Two Poems

Paul Stewart was born in Nottingham and read English at Bristol University. He currently teaches literature at the University of Nicosia. He is the author of Zone of Evaporation: Samuel Beckett’s Disjunctions ( 2006) and a number of articles on Beckett’s work. His first collection of poetry, And Other Elsewheres, was published in 2009.

Wanting

Wanting feeling we moved
Here
To beneath this open
Sky unblemished
Month by month by cloud
And by planes less trammelled.
We took the nightly lights for stars,
Tracing Orion with outstretched
Arms.  Always at the end
Of your road, showing how to wend
Your way home

You said, moving
Me to regret not knowing that street
Then
With its dirt track and shapeless
Olive trees stretching
Across the fields in the dark,
And you young, trusting
Your feet and the heavens to guide you,
Whilst under an orange haze beneath the clouds
Seeing no sky to speak of
I would have then been wanting still.

Gardens

The dignity of digging escapes me.
The thrust and cut and displacement of
Unwilling soil from a hole to a heap
Yields nothing more than more of the same.

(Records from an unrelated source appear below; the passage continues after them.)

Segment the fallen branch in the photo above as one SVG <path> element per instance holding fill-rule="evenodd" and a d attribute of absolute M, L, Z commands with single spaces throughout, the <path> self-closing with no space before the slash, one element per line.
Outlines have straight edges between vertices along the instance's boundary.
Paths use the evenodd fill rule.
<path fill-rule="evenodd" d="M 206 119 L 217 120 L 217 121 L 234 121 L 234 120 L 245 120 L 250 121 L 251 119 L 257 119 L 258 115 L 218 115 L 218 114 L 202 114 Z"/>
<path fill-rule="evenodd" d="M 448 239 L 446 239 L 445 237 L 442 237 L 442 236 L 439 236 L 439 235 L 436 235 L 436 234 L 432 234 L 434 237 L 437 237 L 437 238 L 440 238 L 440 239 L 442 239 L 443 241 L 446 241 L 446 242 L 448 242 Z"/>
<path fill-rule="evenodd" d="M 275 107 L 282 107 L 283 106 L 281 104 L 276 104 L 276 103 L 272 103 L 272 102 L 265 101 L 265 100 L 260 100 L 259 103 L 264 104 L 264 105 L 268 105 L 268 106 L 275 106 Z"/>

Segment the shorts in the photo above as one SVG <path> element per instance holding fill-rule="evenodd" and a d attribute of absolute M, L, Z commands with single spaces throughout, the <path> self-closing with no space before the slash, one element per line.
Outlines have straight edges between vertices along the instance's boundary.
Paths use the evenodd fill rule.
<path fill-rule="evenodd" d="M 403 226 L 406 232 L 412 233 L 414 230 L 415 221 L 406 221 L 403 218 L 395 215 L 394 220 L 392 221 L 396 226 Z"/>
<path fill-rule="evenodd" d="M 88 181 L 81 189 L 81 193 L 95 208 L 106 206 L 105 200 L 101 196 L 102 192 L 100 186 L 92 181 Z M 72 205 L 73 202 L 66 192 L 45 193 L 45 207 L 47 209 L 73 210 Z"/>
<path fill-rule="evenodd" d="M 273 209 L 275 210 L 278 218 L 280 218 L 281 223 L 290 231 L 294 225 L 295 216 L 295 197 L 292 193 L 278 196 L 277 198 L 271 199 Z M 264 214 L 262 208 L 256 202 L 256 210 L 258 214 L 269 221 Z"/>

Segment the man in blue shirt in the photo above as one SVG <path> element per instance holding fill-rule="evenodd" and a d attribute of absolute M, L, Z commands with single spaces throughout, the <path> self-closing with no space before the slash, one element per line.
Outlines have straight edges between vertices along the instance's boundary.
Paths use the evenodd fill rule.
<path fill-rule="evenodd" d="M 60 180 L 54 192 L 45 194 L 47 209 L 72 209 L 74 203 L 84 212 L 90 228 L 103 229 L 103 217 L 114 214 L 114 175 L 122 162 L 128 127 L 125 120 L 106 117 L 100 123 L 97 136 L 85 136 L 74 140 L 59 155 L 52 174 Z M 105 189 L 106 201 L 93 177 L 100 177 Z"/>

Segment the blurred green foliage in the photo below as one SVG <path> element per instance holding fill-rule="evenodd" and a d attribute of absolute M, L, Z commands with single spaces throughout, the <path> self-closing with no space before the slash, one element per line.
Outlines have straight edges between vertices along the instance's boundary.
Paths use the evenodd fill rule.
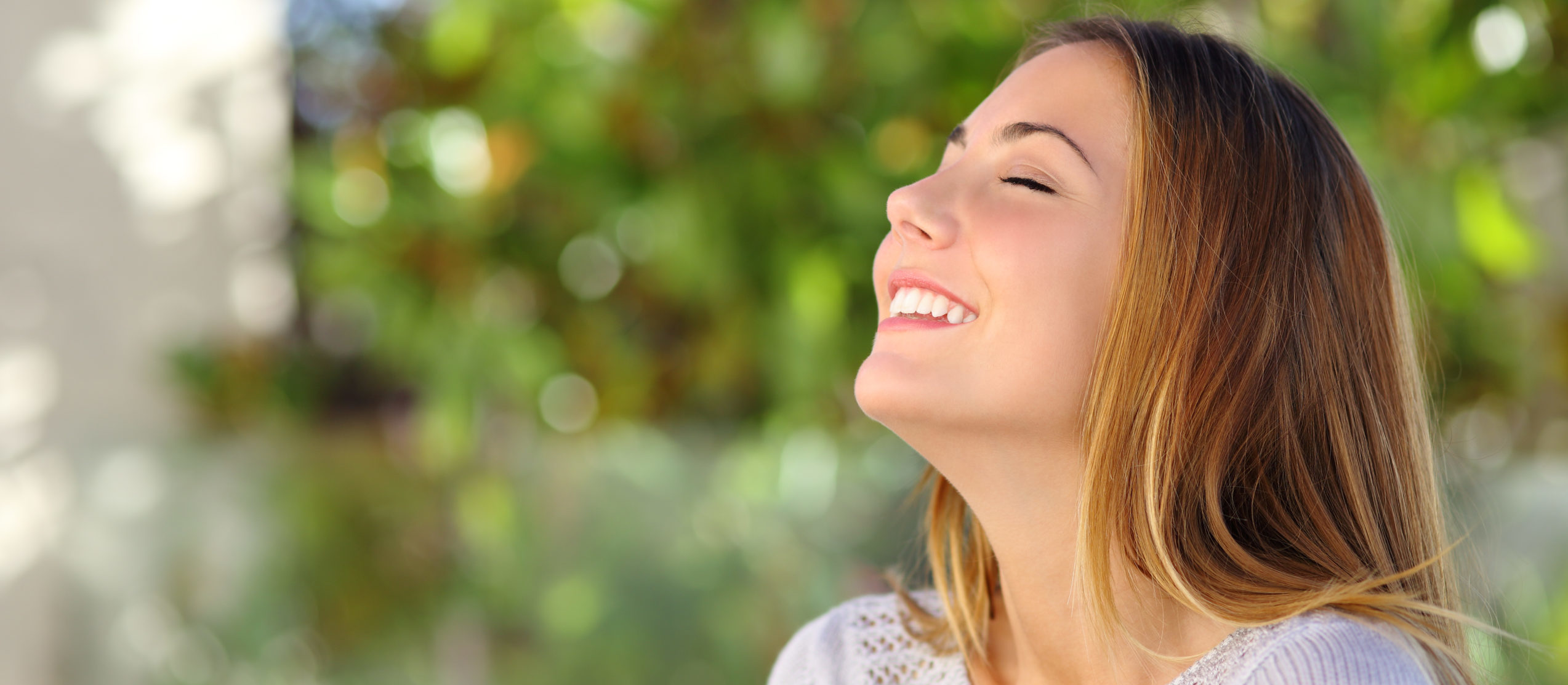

Of course, Dad must have dug a lot to turn
The canal in-fill and sodding clay
Into the garden he cannot now leave.
Carefully trimmed careless exuberances
Of grasses and shrubs and flowers and trees
(Few of the names of which I know) can’t be
Removed en masse, nor recreated else-
Where, somewhere where the earth might be pliant.
It is too late to start digging again.

Other than the colours of sliced, wet clay,
Silver to blue to purple, I recall
Nothing; no intent form bending into
The dirt; not a deft deployment of skill
And strength; not an earth-clagged Wellington boot.
There are no consolatory dots to join the
Child’s bare pitch to the retired garden.
Even the clay’s hues are a Hopkins’ line,
Half-remembered, then appropriated.

Peach, pear, plum, apple and almond blossom
Are starting to tint the bare frames of the
Orchard trees as my son and his Pappou
Dig and chatter in English, Greek and Sam-
Speak. Pappou wealds a pick then shovels loose
Dirt into a barrow. Sam digs at a little distance
With his yellow-bladed trowel, scraping
The shifting earth from here to there. He stops,
Considers, and scrapes the earth back to here.

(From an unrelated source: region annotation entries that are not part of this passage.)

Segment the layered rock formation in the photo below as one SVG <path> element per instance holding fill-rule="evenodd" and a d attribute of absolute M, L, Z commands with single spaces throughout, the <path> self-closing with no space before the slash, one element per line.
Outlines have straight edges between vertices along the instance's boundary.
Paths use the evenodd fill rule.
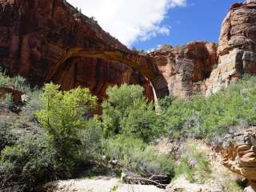
<path fill-rule="evenodd" d="M 183 98 L 204 92 L 202 83 L 217 63 L 217 45 L 203 42 L 185 46 L 164 46 L 150 53 L 163 74 L 170 94 Z"/>
<path fill-rule="evenodd" d="M 206 95 L 226 87 L 244 73 L 256 74 L 256 2 L 235 3 L 223 21 L 218 68 L 206 81 Z"/>
<path fill-rule="evenodd" d="M 109 85 L 140 84 L 153 98 L 151 84 L 142 73 L 147 74 L 146 67 L 151 74 L 158 71 L 143 66 L 150 65 L 146 62 L 133 67 L 137 54 L 66 1 L 2 0 L 0 4 L 0 63 L 10 71 L 37 85 L 54 81 L 64 89 L 85 86 L 100 98 Z M 102 52 L 97 57 L 76 53 L 67 57 L 74 48 Z M 119 60 L 104 58 L 103 52 L 109 50 L 121 53 Z M 134 57 L 130 59 L 134 66 L 122 62 L 120 58 L 125 54 Z M 125 62 L 130 61 L 128 56 Z"/>
<path fill-rule="evenodd" d="M 50 81 L 65 90 L 82 86 L 103 98 L 110 85 L 126 82 L 142 86 L 153 99 L 209 95 L 244 73 L 256 74 L 253 0 L 231 6 L 218 46 L 197 42 L 148 54 L 130 50 L 65 0 L 0 4 L 0 63 L 39 86 Z"/>
<path fill-rule="evenodd" d="M 144 86 L 150 99 L 186 97 L 216 62 L 216 47 L 203 42 L 133 52 L 64 0 L 0 3 L 0 63 L 39 86 L 86 86 L 102 98 L 110 85 L 126 82 Z"/>
<path fill-rule="evenodd" d="M 256 127 L 242 127 L 224 138 L 223 165 L 248 179 L 246 191 L 256 190 Z"/>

Each Friday, conference calls to Canada,
Investments and acquisitions are left
A while, perhaps forgotten, to tend
The newly acquired plot overlooking
Avdimou bay. He might hack at the flint
Ground to make way for the thyme that will dress
A dish he will cook himself, if only
To pick, prepare and serve the herb his hand
Had nurtured from skeletal, straggling twigs.

Nothing new will grow from today’s dig though.
A slag of builder’s cement overlays
The already rocky earth, and it is
This they dig, shovel, wheel away and dump
In an out-of-sight corner among a
Profusion of wild mustard left, it’s said,
To enhance the wild meadow feel of what
Once was a wild meadow before the diesel-
Powered diggers had cleared the site’s access.

 

The anemones poking through have been
Transplanted from a virgin field nearby.
The fruit trees, peach, pear, plum and all the rest
Were bought and brought for a hefty sum from
A nursery on the isthmus, itself
Once an orchard. The almonds alone still
Remain where they always were, blossoming,
Fruiting, letting velvety husks fall and crack
To expose nuts never meant for planting.

Carefully placed in a sliver of sun,
Coffee, tobacco and accoutrements
To hand, I watch Pappou duck and straighten,
Duck and straighten beyond the flowering bank;
Star-shaped purple and white resplendent heads
Which only uncurl with the sun and then
Track its course and final fall behind the
Bedraggled line of aged Cypresses
And purse their petals tight at the night’s first hint.

My son’s blond curls, almost white in the glare
Of a March, early morning sun, flutter
Between the flower stems and the fruit trees’
Boles. His chatter merges with the chirrups,
Squeaks and caws of sparrows, tits and swallows,
Lately arrived, as they recce the eaves
Of the veranda and confirm again,
Beak to beak, the bond which lasts a lifetime
Of flight and construction, flight and fledging.

I will help, by-and-by, when Pappou tires,
And shift the earth with my son from place to place.
Our two spades, small and yellow, large and grey,
Will dig, as once I must have dug in clay.